E agora repete-o numa mesa no Bar Clube Ferroviário, enquanto João Nuno Pinto fica a meio de uma sandes.
- Achas que os russos do filme são clichés? - pergunta o realizador.
- Acho - responde Nikolai.
É a festa de estreia do filme. Está molhado o Terraço do Clube Ferroviário e ainda assim está cheio. No rés-do-chão há música para dançar. João Nuno Pinto é um dos sócios do bar em Santa Apolónia. O P2 sentou-se com ele e com aquele rapazinho com ar de quem não faz mal a uma mosca, vestido de blusão azul-anjo, discreto, para assistir a um breve braço-de-ferro. João Nuno Pinto gosta de uma boa luta.
- Os russos são mais organizados, mais sérios - explica. - Até os mafiosos russos são mais eficientes do que os mafiosos portugueses.
- O meu padrasto é português, foi para a Rússia e lá era ele que organizava os russos.
- Todos os imigrantes ficam mais motivados, tornam-se mais dedicados, focados.
João Nuno ainda pergunta se Nikolai viu Stromboli, de Rossellini. Não viu. América também é uma história de uma mulher deslocada e o Mar da Palha é a paisagem que ela procura para se lembrar da Rússia e de quem é.
Para Nikolai, a imagem da russa Liza, uma e outra vez, com o mar em fundo, é a imagem da nostalgia - que é parecida com a nossa "saudade".
João Nuno acaba a sanduíche e vai festejar com a equipa. Um copo mais tarde voltamos a encontrá-lo. Despede-se de Nikolai: "Gostei da tua sinceridade, miúdo."
Já no carro, depois da festa acabar, Nikolai volta a falar da nostalgia. A nova Rússia é nova-rica e não é tão poética. Não é séria, bem-comportada, estóica. Mas os portugueses continuam a imaginar uma Rússia heróica. A Rússia é a outra periferia, na outra ponta da Europa. E imaginamos que os russos são cismáticos como nós, de olhar perdido.
O imaginário da Sibéria é tão forte que até para Nikolai é difícil distinguir entre realidade e imaginação.
Deixou a Sibéria com 13 anos, em 1998. Tem agora 25. Diz que não é nostálgico. O seu português já não tem vestígios da língua russa. Como artista, quer continuar a trabalhar na Europa ocidental. Nikolai aprendeu a "negociar", a ditar os termos. Ele também pode, do seu lado, jogar com as percepções do que é um russo e o que é um português. E também pode escolher não jogar. Depois, a caminho de casa, às três da manhã - e todos somos mais sinceros a essa hora -, disse que se lembrava de uma vez nevar em Vila Franca de Xira, onde passou a adolescência e viveu até ter ido estudar para Lisboa, para Belas-Artes, e a frase - "Uma vez nevou em Vila Franca de Xira" - saiu-lhe nostálgica. Ou talvez uma portuguesa não consiga deixar de achar que um russo deve amar a neve, desejá-la, sentir falta.

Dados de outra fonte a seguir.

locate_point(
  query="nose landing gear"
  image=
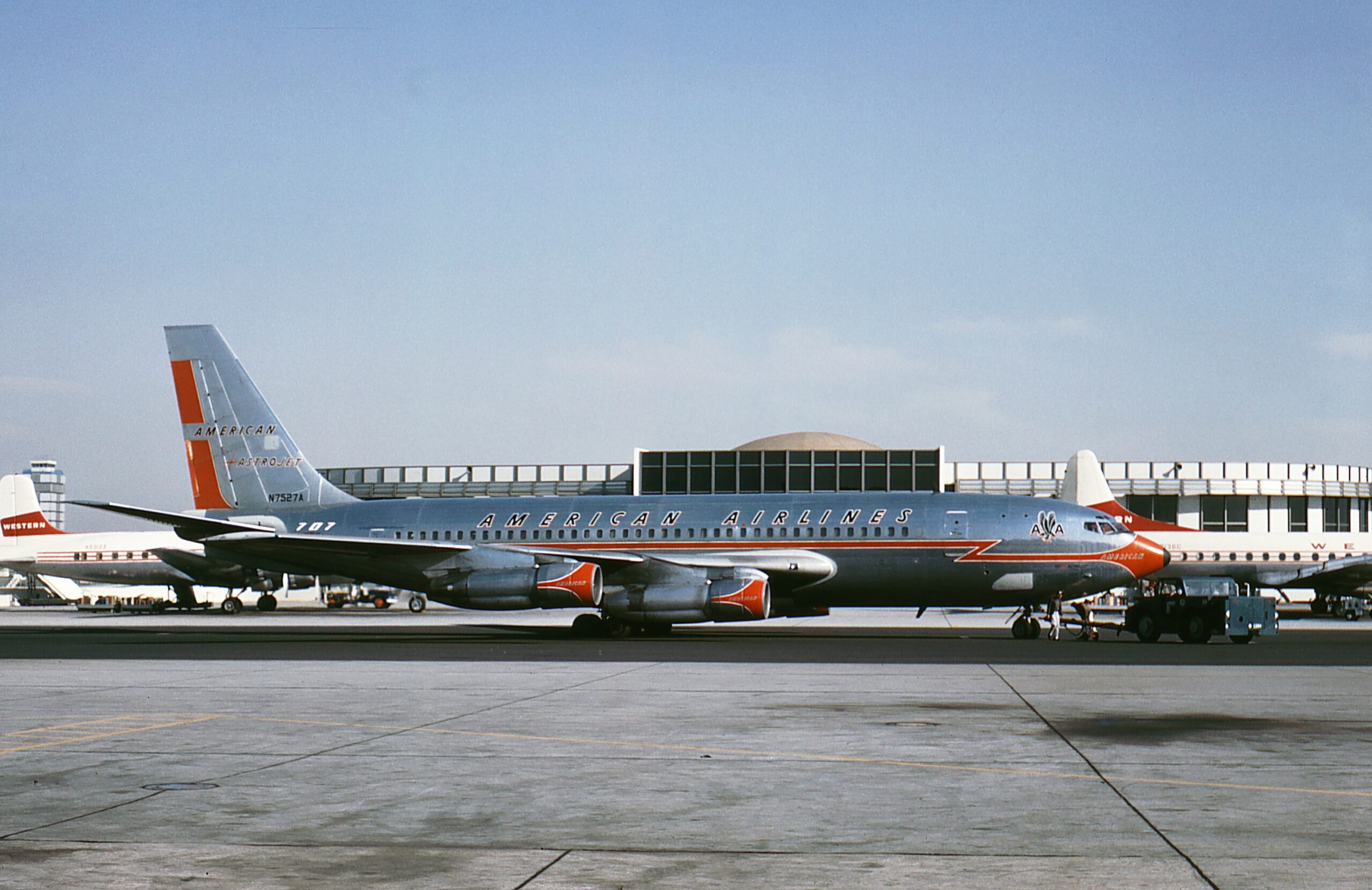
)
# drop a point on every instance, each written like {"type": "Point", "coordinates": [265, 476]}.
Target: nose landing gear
{"type": "Point", "coordinates": [1027, 627]}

Para um rapaz que cresceu na Sibéria nevar em Vila Franca de Xira deve ter sido familiar e ao mesmo tempo deve ter sido estranho.
Manhã de 7 de Maio
Instituto Alemão
Nikolai põe-se à sombra de uma árvore do jardim do Instituto Alemão. Pediu para ser fotografado em frente do café, uma casinha de madeira pintada como se fosse as Caraíbas, com cores fortes- uma intervenção da escola Maumaus, de que Nikolai fez parte no Verão passado.
Também podia ser em Raduzhnyy, a cidade onde Nikolai cresceu, na Sibéria. Raduzhnyy quer dizer "arco-íris". É uma cidade petrolífera e as autoridades usaram o que Nikolai descreve como uma "metáfora óbvia". A cidade tinha todas as cores do arco-íris. As cores dividiam os bairros da cidade. Os habitantes vinham de várias partes da Rússia, e não se entendiam todos, como se a Rússia fosse um continente, e cada província, um país estrangeiro.
Raduzhnyy era o título do trabalho de Nikolai Nekh que foi premiado com o prémio BES Revelação em 2008 e exposto no Museu de Serralves. Fez uma série de postais de Raduzhnyy, porque já não conseguia lembrar-se bem da sua cidade. Uma carta acompanhava: "Olá, pai! Como disseste que a minha cidade não tinha postais, decidi fazê-los. Misturei as minhas memórias com a cidade de Lisboa e procurei lugares familiares que me causam estranheza."
Dentro do Instituto Alemão, Nikolai mostra as marcas que fez nas paredes o Verão passado: desenhou um pau e escreveu "stock": a palavra é de origem alemã e quer dizer "pau", e é um comentário discreto, mas mordaz do tempo em que vivemos.
As palavras importam. Quando chegou a Portugal, só sabia dizer uma coisa em português: "Rei do gado". Em Portugal, nem reis, nem gado, nem escravos, mas as pessoas conheciam a Escrava Isaura, que tinha visto na televisão russa.
Na biblioteca onde Nikolai tem o seu atelier - porque não tem dinheiro para alugar um atelier e a biblioteca do Goethe é muito perto de casa, confortável e com Internet -, abre o computador e o YouTube. Basta escrever o nome do cantor russo Murat Nasyrov, para encontrar o vídeo. Play, e um careca pálido, imitando a personagem da família Adams, uiva à lua. Duas sul-americanas dançam rumba. A mãe Adams também por lá anda. E um homem de cabelo comprido e óculos começa a cantar: "Malchik hochet v Tambov." "Um miúdo quer ir a Tambov", canta Nasyrov, ao som de Bate, bate o tambor. O músico russo morreu quando se atirou de uma janela depois de tomar LSD, informa Nikolai.
O vídeo faz parte das suas pesquisas. Ele pesquisa sempre sobre imagens que outros fizeram de outras imagens. Nos arquivos de família, por onde começou a trabalhar, julgava que se encontraria a ele próprio. E se isso foi verdade para o primeiro trabalho, o que vimos em Serralves, deixou de ter a certeza que olhava para os arquivos de família e explorava a sua própria história pelas razões certas.
"Comecei a questionar-me: por que é que é preciso olhar para esse passado? Comecei a dar conta que estava a cair numa armadilha - de pensar sobre a relação Rússia-Portugal - e de criar uma imagem como artista, que depois tinha que sustentar", diz. "Eu estou aqui, agora. E quero fazer a melhor arte possível."
Do outro lado da biblioteca há televisores com DVD onde mostra o vídeo mais recente em que está a trabalhar. Uma câmara foca um pontinho no mar. Estamos dentro de um helicóptero. O mar de novo, o pontinho às vezes parecendo uma ilusão de óptica. Depois, subitamente, corte para um imagem de um bloco de gelo, grande como uma montanha, imóvel sobre o mar. E depois, novamente, o pontinho flutuante.
Um icebergue parece imóvel, mas não está. E Nikolai partiu para esta ideia de monumentos flutuantes - que não se fixam, porque não podemos fixar a memória.